Exit aussi la rue des Morts-de-la-Division-Azul, en hommage aux volontaires espagnols partis combattre sur le front russe aux côtés de la Wehrmacht. « Il est plus que temps de démocratiser le nom des rues de Madrid », affirme Arturo Peinado, responsable de l’association Forum pour la mémoire, qui se bat depuis des années pour que soient décrochées les plaques litigieuses.

C’est une victoire, même si elle arrive tardivement, dit-il. « Ce qui n’est pas normal, c’est que quarante ans après la mort de Franco il y ait encore des rues qui honorent les personnages les plus sinistres de la dictature, ou bien qu’on trouve une rue Arriba España, comme le cri de ralliement du franquisme. » Et il interroge : « Vous imagineriez une rue Heil Hitler à Berlin ? »
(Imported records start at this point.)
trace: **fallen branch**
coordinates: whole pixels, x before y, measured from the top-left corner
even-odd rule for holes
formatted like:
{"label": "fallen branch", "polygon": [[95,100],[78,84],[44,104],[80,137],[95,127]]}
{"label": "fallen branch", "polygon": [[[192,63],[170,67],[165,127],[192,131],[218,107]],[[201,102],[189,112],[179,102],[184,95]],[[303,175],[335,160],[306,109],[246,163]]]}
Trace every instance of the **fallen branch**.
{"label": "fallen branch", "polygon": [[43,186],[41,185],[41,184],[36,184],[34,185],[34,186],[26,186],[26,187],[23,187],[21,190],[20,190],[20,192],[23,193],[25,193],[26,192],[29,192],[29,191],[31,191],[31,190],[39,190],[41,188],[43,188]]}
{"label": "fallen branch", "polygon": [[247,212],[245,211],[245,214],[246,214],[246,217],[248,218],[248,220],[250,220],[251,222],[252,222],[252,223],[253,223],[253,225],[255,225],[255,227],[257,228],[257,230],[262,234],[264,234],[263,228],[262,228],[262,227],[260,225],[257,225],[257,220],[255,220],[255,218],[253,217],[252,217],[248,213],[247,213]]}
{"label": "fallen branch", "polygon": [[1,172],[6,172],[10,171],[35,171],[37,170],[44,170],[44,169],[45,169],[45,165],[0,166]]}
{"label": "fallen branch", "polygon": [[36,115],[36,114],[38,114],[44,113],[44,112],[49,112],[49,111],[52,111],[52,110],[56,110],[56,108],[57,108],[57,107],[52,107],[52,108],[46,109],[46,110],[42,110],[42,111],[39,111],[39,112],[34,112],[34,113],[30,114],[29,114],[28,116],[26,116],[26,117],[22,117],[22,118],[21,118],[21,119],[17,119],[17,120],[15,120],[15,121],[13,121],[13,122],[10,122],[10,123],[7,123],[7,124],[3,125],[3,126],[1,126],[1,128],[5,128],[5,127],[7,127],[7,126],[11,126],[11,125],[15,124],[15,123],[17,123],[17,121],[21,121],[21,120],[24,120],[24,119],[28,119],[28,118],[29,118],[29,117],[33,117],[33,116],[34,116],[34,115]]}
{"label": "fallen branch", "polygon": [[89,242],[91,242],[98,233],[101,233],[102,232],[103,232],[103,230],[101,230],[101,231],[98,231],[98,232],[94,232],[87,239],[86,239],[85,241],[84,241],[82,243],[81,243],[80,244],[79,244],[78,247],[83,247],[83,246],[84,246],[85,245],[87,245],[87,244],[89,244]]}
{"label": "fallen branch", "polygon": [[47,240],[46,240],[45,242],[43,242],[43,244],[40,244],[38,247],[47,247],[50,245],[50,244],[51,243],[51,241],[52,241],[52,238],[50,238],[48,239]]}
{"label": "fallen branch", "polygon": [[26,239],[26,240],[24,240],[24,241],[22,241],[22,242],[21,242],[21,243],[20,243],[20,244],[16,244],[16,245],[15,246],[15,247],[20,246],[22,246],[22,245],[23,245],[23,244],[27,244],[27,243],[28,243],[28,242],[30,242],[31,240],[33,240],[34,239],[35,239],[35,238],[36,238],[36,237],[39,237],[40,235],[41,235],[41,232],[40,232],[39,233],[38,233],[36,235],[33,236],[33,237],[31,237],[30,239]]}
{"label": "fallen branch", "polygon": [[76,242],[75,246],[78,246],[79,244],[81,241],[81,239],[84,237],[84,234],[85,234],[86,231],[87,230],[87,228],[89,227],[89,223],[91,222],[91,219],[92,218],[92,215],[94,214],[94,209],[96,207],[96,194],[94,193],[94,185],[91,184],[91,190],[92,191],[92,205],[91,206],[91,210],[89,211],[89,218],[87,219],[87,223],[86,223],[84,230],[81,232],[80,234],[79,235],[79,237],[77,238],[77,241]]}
En 2007, une loi promue par le socialiste José Luis Rodríguez Zapatero avait pourtant demandé aux collectivités locales et aux administrations publiques de retirer les noms et les symboles exaltant le franquisme. Mais nombre de municipalités avaient opté pour l’inertie plutôt que d’affronter les protestations des nostalgiques et de réveiller les vieux démons.

« Pas une revanche »

« Madrid n’est pas une exception, elle représente le malaise de l’Espagne face à son passé. Depuis l’époque de la transition vers la démocratie, après la mort de Franco, il y a eu une sorte de pacte de silence entre la droite et la gauche pour tourner la page sans heurts », explique Emilio Silva, petit-fils d’un républicain fusillé au début de la guerre civile et très actif fondateur de l’Association pour la récupération de la mémoire historique. « Après des décennies d’indifférence des pouvoirs publics, l’irruption de Podemos est en train de changer la donne. Une nouvelle génération entre en politique, sans tabous ni amnésie », dit-il.

Il ne s’agit pas de revanche, mais de cesser de laisser pavoiser les hommes de la dictature, précise Arturo Peinado : « Il y a tellement d’autres citoyens et citoyennes à honorer. Et si l’arc de la Victoire devenait l’arc des Brigades-Internationales, en remerciement à ces jeunes qui sont venus du bout du monde pour aider la République ? » (Excellente idée..A.C)

Après Madrid, d’autres villes, comme Valence, Saragosse, La Corogne ou Pampelune, ont annoncé qu’elles décrocheraient elles aussi les plaques de certaines de leurs rues. Pour qu’il n’y ait plus de place du Caudillo quarante ans après sa mort.